Simplified Quantum Optical Stokes observables and Bell's Theorem

TL;DR

This paper introduces a simplified, binning-based form of quantum optical Stokes observables that can be used in Bell tests, especially with states of undefined photon number like squeezed vacuum, leading to robust Bell inequality violations.

Contribution

It proposes a new simplified Stokes observable based on binning that is practical for Bell tests with quantum optical fields of undefined photon number.

Findings

Enables Bell tests with simplified observables

Achieves robust Bell inequality violations with squeezed vacuum

Applicable to states with undefined photon number

Abstract

We introduce a simplified form of Stokes operators for quantum optical fields that involve the known concept of binning. Behind polarization analyzer photon numbers (more generally intensities) are measured.
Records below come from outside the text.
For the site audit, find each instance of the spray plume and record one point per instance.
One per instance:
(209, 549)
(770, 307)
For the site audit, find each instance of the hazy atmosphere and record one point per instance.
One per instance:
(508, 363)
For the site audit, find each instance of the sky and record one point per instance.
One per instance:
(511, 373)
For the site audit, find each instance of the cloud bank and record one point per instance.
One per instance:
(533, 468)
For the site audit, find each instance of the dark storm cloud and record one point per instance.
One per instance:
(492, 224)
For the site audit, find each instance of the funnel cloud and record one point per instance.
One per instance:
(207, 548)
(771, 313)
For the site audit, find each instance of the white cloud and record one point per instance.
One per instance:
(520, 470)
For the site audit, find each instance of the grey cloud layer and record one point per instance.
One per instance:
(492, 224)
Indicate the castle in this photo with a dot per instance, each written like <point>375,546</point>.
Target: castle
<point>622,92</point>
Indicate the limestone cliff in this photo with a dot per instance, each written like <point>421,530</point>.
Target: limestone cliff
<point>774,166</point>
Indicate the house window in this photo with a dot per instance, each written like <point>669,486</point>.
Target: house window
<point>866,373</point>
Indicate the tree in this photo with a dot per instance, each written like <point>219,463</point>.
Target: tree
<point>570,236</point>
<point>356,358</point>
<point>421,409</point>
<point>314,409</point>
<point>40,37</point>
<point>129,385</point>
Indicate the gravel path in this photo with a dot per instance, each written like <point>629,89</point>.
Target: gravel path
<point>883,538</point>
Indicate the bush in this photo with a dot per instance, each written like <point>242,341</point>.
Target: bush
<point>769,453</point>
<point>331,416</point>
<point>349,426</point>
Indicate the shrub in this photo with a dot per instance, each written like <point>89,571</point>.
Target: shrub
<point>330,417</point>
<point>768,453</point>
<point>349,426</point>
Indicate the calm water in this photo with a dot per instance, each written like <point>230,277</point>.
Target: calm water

If the value obtained in one of the outputs, say H, is greater the than in the other one, V, then the value of the simplified Stokes operator is, say, 1, otherwise it is -1. For equal photon numbers we put 0. Such observables do not have all properties of the Stokes operators, but surprisingly can be employed in Bell type measurements, involving polarization analyzers. They are especially handy for states of undefined number of photons, e.g. squeezed vacuum. We show that surprisingly they can lead to quite robust violations of associated Bell inequalities.